The episode originally aired on January 14, 2022.

Keys's appearance in one of the Werk Room mirrors recreates a similar appearance by four contestants on the second season of RuPaul's Drag Race All Stars.

=== Fashion ===
Nylon described Daya Betty's entrance look as a black-and-yellow dress inspired by Jem and the Holograms.

== Reception ==
Trae DeLellis of The A.V. Club gave the episode a rating of 'B-'. Jake Dee included Keys in Screen Rants 2022 list of the season's guest judges, writing: "Keys was among the most humble, entertaining, and knowledgable celebrity guest judges in season 14. In addition to weighing in on one of the best lip-sync performances of the season between Daya Betty and DeJa's rendition of her own hit song 'Fallin,' Alicia imparts genuinely encouraging pearls of wisdom all the queens can take with them after the show." Dee continued, "Beyond being incredibly kind and gracious in the way she critiques the performances of her hit song, Alicia's successful track record gives her advice more weight.
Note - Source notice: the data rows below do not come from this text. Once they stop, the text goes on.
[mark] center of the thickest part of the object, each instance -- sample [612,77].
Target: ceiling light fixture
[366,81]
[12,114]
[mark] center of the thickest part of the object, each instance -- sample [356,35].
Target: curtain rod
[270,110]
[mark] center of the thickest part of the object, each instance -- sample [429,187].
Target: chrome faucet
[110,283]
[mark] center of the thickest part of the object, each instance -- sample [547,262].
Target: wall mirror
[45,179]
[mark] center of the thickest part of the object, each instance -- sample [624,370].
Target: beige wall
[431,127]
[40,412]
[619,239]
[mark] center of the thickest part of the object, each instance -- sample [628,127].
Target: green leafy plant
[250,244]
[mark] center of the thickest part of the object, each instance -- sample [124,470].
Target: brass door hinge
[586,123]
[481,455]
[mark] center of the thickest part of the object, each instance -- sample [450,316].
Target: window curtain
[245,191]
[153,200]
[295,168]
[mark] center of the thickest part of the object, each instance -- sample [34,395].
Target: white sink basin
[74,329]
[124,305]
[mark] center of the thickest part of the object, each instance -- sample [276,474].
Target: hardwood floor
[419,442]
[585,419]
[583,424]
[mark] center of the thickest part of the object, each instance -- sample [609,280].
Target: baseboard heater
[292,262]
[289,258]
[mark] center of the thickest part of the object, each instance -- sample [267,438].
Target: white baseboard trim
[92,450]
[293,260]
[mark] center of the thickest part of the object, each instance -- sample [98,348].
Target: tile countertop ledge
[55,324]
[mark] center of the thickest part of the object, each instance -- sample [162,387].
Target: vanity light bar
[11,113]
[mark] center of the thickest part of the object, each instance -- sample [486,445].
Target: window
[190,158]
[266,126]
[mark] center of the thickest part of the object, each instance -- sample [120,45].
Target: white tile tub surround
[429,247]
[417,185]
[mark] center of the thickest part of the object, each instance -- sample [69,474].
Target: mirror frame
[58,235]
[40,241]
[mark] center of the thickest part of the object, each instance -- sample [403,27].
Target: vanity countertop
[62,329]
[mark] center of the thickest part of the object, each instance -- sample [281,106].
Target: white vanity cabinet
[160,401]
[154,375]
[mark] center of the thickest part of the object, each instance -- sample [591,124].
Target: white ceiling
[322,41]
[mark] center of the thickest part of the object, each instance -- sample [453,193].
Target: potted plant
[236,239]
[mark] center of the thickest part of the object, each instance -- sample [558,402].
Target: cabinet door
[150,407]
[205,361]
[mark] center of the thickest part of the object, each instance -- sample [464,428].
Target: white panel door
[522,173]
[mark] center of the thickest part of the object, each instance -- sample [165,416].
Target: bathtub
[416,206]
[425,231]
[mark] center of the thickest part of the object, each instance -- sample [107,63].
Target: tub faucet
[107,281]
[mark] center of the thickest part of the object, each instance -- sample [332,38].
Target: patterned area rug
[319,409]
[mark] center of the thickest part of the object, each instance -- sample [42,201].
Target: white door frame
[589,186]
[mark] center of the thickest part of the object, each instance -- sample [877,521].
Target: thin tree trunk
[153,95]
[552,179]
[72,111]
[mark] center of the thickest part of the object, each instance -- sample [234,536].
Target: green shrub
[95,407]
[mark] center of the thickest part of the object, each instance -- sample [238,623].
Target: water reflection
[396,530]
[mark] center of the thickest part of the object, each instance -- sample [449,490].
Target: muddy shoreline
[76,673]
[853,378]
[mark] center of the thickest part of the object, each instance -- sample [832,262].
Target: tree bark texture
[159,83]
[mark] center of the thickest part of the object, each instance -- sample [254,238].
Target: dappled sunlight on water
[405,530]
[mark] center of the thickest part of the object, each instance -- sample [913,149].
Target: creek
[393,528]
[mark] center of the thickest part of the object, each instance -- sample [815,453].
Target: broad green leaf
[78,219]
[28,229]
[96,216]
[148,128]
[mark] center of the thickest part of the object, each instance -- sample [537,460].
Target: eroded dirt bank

Despite failing to gain the same viewership ratings as the season premiere, "The Big Opening Part 2" still ranks as the 4th-highest of the season (per showbuzzdaily.com), reinforcing Alicia's superior judging presence." Stephen Daw of Billboard said DeJa Skye's "embodiment of the song edged her out just enough to earn her place back". Michael Cuby of Nylon described her performance as "emotional" and "infectious". Jordan Robledo of Gay Times called her performance "passionate".